Muhammad bin Abdul Wahhab pun mengkafirkan –yang lantas diikuti oleh para pengikutnya (Wahhaby)- para pakar teologi (mutakallimin) Ahlusunnah secara keseluruhan (Lihat: Ad-Durar as-Saniyah jilid 1 halaman 53), bahkan ia mengaku-ngaku bahwa kesesatan para pakar teologi tadi merupakan konsensus (ijma’) para ulama dengan mencatut nama para ulama seperti adz-Dzahabi, Imam Daruquthni dan al-Baihaqi. Padahal jika seseorang meneliti apa yang ditulis oleh seorang seperti adz-Dzahabi –yang konon kata Ibnu Abdul Wahhab juga mengkafirkan para teolog- dalam kitab “Siar A’lam an-Nubala’” dimana beliau banyak menjelaskan dan memperkenalkan beberapa tokoh teolog, tanpa terdapat ungkapan pengkafiran dan penyesatan. Walaupun kalaulah terdapat beberapa teolog yang menyimpang namun tentu bukan hal yang bijak jika hal itu digeneralisir. Dan yang perlu digarisbawahi adalah, jelas sekali, jika kita teliti dari konteks yang terdapat dalam ungkapan Muhammad bin Abdul Wahhab, yang ia maksud bukanlah para teolog non musim atau yang menyimpang saja, tetapi semua para teolog muslim seperti Abul Hasan al-Asy’ari –pendiri mazhab ‘Asy’ariyah- dan selainnya sekalipun.
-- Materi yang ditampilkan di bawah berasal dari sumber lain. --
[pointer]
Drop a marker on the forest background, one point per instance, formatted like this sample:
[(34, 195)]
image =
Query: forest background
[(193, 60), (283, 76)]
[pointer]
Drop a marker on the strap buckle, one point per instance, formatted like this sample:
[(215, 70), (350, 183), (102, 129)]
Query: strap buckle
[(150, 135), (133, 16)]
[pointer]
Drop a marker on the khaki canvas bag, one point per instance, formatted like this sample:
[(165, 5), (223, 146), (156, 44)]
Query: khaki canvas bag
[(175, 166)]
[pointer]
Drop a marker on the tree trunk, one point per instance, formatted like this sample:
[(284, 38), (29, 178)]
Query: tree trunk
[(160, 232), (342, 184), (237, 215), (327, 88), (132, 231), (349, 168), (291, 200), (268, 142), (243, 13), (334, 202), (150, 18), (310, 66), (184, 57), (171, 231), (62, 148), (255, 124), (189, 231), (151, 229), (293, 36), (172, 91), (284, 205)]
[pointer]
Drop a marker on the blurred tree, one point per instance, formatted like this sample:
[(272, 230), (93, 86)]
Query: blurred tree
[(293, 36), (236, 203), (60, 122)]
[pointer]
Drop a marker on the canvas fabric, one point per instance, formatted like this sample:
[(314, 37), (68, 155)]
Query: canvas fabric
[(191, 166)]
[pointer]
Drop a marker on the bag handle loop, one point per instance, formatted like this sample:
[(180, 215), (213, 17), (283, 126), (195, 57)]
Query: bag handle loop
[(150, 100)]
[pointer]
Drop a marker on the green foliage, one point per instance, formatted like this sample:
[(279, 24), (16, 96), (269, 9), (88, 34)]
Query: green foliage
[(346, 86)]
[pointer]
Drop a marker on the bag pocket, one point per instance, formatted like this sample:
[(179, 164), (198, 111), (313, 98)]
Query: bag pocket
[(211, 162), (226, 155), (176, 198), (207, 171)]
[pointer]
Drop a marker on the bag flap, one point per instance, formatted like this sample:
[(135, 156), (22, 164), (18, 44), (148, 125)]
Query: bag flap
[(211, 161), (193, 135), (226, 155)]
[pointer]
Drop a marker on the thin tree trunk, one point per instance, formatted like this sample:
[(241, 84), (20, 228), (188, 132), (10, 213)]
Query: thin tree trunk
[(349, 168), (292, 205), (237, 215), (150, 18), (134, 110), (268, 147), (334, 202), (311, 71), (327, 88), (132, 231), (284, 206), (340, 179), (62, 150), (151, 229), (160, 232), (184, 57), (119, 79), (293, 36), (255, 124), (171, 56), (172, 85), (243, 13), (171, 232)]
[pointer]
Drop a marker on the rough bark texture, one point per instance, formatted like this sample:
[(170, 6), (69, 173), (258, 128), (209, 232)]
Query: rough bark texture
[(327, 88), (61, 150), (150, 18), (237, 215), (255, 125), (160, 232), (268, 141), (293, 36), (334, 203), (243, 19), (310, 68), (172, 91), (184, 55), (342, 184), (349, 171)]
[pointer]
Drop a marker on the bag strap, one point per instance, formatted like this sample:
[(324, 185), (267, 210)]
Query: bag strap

Jangankan terhadap orang yang berlainan mazhab –konon Muhammad bin Abdul Wahhab yang mengaku sebagai penghidup ajaran dan metode (manhaj) Imam Ahmad bin Hambal sesuai dengan pemahaman Ibnu Taimiyah- dengan sesama mazhabpun turut disesatkan. Kita akan melihat contoh dari penyesatan pribadi-pribadi tersebut:
Adapun Ibnu Abdul Lathif, Ibnu ‘Afaliq dan Ibnu Mutlaq adalah orang-orang yang pencela ajaran Tauhid…namun Ibnu Fairuz dari semuanya lebih dekat dengan Islam” (Lihat: Ad-Durar as-Saniyah jilid 10 halaman 78). Apa makna lebih dekat? Berarti mereka bukan Islam (baca: kafir) dan di luar Islam namun mendekati ajaran Islam. Padahal Muhammad bin Abdul Wahhab juga mengakui bahwa Ibnu Fairuz adalah pengikut dari mazhab Hambali, penjunjung ajaran Ibnu Taimiyah dan Ibnu Qoyyim al-Jauziyah. Bahkan di tempat lain, Muhammad Abul Wahhab berkaitan dengan Ibnu Fairuz mengatakan: “Dia telah kafir dengan kekafiran yang besar dan telah keluar dari millah (agama Islam)” (Lihat: Ad-Durar as-Saniyah jilid 10 halaman 63)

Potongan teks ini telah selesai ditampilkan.